Debout au milieu de la salle d’attente, ses amis exprimèrent leur exaspération par de grands gestes de la main, suscitant l’étonnement des autres visiteurs. Mahaut, elle, voyait surtout s’éloigner la perspective de bénéficier d’un accès non restreint aux encyclopédies ramahènes — via un terminal militaire prêté en échange d’un accueil chaleureux.

« Vous allez avoir un mort sur la conscience… insista Shanem sur un ton lugubre. Ça ne peut que mal tourner entre ces deux-là…

— Je comprends bien le problème, concéda la jeune femme, mais je n’ai pas de solution à vous offrir. On est tous débordés, on essaie de limiter la casse comme on peut… Vous êtes plusieurs, vous pouvez peut-être combiner vos disponibilités pour que tout se passe bien ?

— Bien sûr, ne t’inquiète pas, Mao, assura Jabgard. Je viendrai chez toi cette nuit pour monter la garde.

— Et Shanem et moi, on se relayera demain, compléta Gemli.

— Excellent, s’enthousiasma la soignante, c’est très gentil de votre part. Mao, je t’ai envoyé toutes les instructions d’utilisation de son dispositif d’assistance et voici ses médicaments. Tu as une formation médicale ?

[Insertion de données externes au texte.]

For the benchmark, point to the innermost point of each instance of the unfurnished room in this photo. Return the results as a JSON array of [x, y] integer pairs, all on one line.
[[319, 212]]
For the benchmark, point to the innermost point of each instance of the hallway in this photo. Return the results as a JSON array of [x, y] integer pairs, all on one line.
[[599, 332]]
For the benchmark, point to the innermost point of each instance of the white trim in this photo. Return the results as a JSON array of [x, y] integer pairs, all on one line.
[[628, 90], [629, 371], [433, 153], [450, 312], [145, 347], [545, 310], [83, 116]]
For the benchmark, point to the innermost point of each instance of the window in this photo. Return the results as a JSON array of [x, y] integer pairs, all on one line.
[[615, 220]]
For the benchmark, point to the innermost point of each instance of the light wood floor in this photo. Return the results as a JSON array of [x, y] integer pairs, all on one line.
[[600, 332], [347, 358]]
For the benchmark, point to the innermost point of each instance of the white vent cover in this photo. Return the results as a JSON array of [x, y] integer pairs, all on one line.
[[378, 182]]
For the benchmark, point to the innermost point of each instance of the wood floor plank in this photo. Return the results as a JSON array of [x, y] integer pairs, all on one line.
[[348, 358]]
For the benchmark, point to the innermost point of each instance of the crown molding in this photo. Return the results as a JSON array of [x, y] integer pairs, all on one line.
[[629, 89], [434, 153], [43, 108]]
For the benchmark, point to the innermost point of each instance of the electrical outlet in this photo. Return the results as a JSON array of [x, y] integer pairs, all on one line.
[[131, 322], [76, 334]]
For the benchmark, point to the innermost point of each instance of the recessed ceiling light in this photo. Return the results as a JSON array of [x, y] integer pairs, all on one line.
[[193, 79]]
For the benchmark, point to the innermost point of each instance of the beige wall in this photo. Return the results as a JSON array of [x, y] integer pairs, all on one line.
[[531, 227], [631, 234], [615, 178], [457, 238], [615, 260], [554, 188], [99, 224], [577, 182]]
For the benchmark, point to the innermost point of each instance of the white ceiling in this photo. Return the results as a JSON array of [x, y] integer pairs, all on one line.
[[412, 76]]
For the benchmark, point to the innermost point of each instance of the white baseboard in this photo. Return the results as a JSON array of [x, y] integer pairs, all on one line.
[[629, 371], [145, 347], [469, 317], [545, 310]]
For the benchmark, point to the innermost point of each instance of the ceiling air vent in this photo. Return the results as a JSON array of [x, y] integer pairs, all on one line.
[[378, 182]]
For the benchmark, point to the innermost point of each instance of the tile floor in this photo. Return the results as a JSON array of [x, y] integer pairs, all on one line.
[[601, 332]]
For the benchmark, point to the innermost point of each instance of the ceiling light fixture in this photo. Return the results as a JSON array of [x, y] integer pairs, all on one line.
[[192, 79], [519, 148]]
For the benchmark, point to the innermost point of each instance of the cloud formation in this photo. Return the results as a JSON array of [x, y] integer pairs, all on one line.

— Non, seulement en psychologie de combat, ironisa Mahaut.

— Encore mieux, alors ! Je te tiens au courant pour son transfert dès que j’ai des nouvelles. »

Une fois l’infirmière partie, ils continuèrent à se regarder en chiens de faïence. Indécise quant à l’attitude à adopter, Mahaut n’arrivait pas à bouger. Kohim, lui, semblait commencer à trouver la situation réjouissante ; il souriait.

« Pourquoi tu ne prends pas ton exosquelette et tu ne rentres pas à Ramah ? l’interrogea Shanem avec un mépris inhabituel dans la voix. Ils t’ont laissé le choix, non ?

— Si les Maïdokhis sont assez cons pour d’abord me retaper afin que je puisse revenir les attaquer, je ne vais pas faire le difficile, rétorqua-t-il de façon placide. Pour la gloire de Ramah, je suis prêt à supporter beaucoup de choses, même de revoir vos gueules de traîtres !

— Laisse tomber, Shan, ça ne vaut pas la peine de s’énerver, statua Mahaut. On y va ! »

Jabgard et elle prirent congé des deux autres, qui avaient des rendez-vous de suivi au centre de convalescence. Ils empruntèrent une navette souterraine, puis, à défaut d’ascenseur fonctionnel, durent se résoudre à monter les escaliers pour rejoindre le logement de Mahaut. La démarche mal assurée, Kohim s’arrêtait toutes les cinq marches pour reprendre son souffle — ou pour les agacer ? —, tandis que Jabgard se positionnait dans son dos pour le rattraper si nécessaire. Quand ils atteignirent enfin le deuxième étage, le soldat était livide et suait à grosses gouttes ; sans doute n’avait-il pas feint son épuisement.

L’appartement n’avait pas été touché par la bombe ramahène. Seule une épaisse couche de poussière sur toutes les surfaces planes attestait de son abandon depuis l’attaque. Pendant que Jabgard aidait Kohim à s’asseoir dans le canapé, Mahaut saisit un chiffon et procéda à un rapide nettoyage tout en réfléchissant. Amoindri physiquement, son invité ne paraissait pas avoir perdu une once de sa hargne passée. Se pourrait-il qu’avec beaucoup de bienveillance, il puisse lui aussi être converti à un plus grand respect de ses ennemis ancestraux ?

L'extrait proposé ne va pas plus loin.